Gipfeltreffen Internationaler Naturpark Rätikon auf Sareis

MALBUN - Am Donnerstag, den 4. Oktober, trafen sich in Malbun auf Sareis Gemeindevertreter aus allen Ländern rund um den Rätikon. Im Vordergrund standen laut Amt für Volkswirtschaft der Informationsaustausch über das laufende Projekt «Internationaler Naturpark Rätikon», Diskussionen über die gemeinsame Organisation und natürlich auch der gegenseitige Austausch.

(Foto: Toni Meznar)

MALBUN - Am Donnerstag, den 4. Oktober, trafen sich in Malbun auf Sareis Gemeindevertreter aus allen Ländern rund um den Rätikon. Im Vordergrund standen laut Amt für Volkswirtschaft der Informationsaustausch über das laufende Projekt «Internationaler Naturpark Rätikon», Diskussionen über die gemeinsame Organisation und natürlich auch der gegenseitige Austausch.

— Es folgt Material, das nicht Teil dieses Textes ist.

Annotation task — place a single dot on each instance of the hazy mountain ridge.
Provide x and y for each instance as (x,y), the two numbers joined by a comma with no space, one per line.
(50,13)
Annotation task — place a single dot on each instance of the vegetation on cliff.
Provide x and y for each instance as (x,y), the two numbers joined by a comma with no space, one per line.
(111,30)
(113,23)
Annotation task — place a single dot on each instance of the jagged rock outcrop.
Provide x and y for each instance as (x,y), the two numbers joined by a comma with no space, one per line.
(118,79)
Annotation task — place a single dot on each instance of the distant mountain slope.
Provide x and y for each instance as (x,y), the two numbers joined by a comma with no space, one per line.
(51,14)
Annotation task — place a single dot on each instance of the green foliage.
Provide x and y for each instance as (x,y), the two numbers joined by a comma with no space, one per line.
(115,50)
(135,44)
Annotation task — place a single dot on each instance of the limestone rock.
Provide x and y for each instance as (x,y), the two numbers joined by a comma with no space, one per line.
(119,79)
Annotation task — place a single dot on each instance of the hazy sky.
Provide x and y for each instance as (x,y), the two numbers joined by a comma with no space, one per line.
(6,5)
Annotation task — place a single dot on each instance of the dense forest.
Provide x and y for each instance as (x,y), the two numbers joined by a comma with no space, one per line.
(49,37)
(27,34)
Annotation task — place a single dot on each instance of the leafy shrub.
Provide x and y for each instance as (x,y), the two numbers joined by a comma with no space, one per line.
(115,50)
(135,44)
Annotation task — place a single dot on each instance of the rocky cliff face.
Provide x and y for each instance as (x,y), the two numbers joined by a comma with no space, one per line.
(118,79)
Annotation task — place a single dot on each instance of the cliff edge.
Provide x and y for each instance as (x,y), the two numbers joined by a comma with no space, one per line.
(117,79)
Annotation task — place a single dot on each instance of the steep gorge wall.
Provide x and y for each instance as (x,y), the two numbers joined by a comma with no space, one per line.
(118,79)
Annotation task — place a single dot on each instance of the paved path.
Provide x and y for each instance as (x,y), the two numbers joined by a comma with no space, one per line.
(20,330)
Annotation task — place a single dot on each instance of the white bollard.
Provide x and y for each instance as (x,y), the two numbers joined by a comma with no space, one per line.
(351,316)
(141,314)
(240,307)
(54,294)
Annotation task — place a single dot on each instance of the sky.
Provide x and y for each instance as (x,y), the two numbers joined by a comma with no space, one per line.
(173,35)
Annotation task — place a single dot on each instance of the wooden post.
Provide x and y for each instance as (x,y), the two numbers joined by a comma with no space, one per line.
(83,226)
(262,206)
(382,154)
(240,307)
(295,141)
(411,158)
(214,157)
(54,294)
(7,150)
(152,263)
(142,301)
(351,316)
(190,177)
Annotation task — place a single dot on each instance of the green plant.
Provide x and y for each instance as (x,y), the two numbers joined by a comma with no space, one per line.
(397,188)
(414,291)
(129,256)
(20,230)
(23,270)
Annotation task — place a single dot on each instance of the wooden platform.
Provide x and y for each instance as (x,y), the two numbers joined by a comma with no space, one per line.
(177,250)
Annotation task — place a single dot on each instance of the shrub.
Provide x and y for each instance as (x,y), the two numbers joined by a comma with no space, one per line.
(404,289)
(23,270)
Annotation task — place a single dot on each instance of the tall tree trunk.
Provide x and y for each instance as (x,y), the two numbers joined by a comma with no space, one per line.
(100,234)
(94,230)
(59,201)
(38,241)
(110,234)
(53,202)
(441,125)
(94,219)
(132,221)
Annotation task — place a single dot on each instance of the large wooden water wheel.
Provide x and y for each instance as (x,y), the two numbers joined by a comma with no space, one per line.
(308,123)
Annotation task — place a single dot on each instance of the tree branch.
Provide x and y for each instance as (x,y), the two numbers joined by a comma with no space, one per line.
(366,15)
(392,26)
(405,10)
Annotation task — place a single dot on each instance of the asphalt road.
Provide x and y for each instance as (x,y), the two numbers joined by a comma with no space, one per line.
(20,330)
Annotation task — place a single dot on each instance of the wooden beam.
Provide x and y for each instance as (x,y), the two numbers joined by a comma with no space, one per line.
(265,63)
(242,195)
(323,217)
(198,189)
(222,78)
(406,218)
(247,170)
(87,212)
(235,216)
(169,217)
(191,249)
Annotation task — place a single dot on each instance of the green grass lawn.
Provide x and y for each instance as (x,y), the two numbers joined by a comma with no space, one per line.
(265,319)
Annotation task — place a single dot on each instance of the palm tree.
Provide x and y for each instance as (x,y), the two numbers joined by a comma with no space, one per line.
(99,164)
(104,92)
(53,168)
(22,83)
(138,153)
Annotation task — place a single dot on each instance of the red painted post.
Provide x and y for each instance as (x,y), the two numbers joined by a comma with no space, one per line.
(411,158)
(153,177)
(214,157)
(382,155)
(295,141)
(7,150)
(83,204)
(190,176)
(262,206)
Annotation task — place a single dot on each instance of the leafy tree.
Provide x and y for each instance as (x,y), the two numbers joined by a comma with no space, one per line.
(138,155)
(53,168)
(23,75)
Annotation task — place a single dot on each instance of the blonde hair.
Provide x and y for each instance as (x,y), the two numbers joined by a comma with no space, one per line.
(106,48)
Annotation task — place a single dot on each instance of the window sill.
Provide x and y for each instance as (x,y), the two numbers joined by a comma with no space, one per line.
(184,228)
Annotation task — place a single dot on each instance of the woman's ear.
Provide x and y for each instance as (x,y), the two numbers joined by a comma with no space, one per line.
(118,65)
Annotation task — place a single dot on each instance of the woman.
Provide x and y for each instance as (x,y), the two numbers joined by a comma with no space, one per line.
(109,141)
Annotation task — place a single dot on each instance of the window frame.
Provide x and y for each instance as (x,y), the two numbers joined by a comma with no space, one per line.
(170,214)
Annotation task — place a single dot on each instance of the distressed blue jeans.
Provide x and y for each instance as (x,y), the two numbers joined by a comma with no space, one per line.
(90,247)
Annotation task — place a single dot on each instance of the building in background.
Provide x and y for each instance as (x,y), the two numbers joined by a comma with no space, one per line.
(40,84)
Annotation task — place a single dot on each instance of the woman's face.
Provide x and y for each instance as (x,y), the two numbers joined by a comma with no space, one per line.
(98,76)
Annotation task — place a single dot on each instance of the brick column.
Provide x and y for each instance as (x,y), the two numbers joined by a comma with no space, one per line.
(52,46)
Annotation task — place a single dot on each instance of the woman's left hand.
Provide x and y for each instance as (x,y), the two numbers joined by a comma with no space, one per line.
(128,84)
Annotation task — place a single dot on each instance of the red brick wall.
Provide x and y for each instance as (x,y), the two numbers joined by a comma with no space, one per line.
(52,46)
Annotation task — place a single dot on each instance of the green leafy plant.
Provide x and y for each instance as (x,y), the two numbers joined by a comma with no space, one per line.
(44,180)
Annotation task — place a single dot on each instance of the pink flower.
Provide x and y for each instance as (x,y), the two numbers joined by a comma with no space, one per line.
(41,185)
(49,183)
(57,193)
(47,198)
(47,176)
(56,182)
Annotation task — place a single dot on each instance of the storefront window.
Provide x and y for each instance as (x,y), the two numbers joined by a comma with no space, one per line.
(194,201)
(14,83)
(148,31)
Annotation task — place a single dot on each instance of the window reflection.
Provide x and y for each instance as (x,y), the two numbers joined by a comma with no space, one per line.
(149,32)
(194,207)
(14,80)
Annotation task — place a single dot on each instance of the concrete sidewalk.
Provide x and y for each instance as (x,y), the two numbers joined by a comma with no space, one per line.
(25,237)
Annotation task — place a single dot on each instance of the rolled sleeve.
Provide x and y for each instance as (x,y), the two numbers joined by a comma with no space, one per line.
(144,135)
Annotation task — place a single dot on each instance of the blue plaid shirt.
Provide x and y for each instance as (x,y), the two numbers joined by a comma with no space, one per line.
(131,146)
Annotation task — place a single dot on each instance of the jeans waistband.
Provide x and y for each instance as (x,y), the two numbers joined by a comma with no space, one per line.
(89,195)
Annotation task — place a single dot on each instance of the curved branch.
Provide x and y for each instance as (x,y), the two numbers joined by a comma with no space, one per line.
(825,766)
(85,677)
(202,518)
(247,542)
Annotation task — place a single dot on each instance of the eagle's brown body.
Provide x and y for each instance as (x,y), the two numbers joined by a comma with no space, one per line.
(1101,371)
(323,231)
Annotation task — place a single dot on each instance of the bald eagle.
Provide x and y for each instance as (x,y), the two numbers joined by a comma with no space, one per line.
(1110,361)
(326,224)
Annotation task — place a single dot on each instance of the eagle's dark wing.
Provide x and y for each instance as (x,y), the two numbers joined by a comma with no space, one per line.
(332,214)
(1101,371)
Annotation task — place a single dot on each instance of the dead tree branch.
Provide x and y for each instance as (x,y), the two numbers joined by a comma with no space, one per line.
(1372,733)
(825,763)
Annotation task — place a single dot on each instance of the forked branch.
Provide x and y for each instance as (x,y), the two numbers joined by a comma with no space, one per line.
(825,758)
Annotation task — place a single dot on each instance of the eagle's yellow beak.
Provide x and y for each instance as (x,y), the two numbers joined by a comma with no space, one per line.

Das Konzept von Regionalen Naturpärken wird in vielen Ländern weltweit umgesetzt. Alleine in Österreich gibt es aktuell fast 50 Naturpärke, die im Betrieb sind und aufzeigen, welche regionalen Entwicklungspotenziale erschlossen werden können. Naturpärke seien laut Amt keine reinen Schutzprojekte, sondern es gehe um eine nachhaltige regionale Entwicklung. Das heisst, dass bei allen Vorhaben die Balance zwischen gesellschaftlich-kulturellen, wirtschaftlichen und ökologischen Aspekten gesucht werde. Explizit seien darum auch die menschliche Nutzung und die angepasste Weiterentwicklung ein wichtiges Thema. Mit einem Regionalen Naturpark solle eine Plattform aufgebaut werden, die verschiedene Akteure mit Projekten, Angeboten und Produkten nutzen können. Eine Park-Plattform könne  auf vielen Ebenen Unterstützung leisten. Insbesondere biete ein Naturpark eine attraktive Positionierung für eine Region und Orientierung für Kunden und Gäste. In der Schweiz sind aktuell 15 Regionale Naturpärke in der Umsetzung, so das Amt. Das Fürstentum Liechtenstein kannte dieses Entwicklungsinstrument bisher noch nicht.

Gemeinsamer Naturpark

Gemeinden rund um den Rätikon würden nun abklären, ob ein Internationaler Naturpark umgesetzt werden könnte. Mit dem Internationalen Naturpark Rätikon könnte man nun eine traditionell vernetzte und bis heute äusserst intakte Gebirgslandschaft über die Grenzen hinweg noch stärker beleben. Ob das möglich wäre, wird laut Aussendung aktuell in Machbarkeitsstudien für die drei beteiligten Regionen abgeklärt. Die Studien werden von der Tourismus-Forschungsgruppe der Zürcher Hochschule für angewandte Wissenschaften ZHAW aus Wergenstein im Kanton Graubünden erarbeitet. In die Ausarbeitung involviert sind insgesamt 28 Gemeinden. Acht Gemeinden aus Vorarlberg (Montafon, Walgau), neun Gemeinden aus der Schweiz (Prättigau im Kanton Graubünden) und sämtliche 11 Gemeinden aus dem Fürstentum Liechtenstein.

Am Treffen in Malbun/ Sareis wurde über die aktuellen Projekte in den Ländern informiert und vor allem über die gemeinsame internationale Organisation des Vorhabens diskutiert.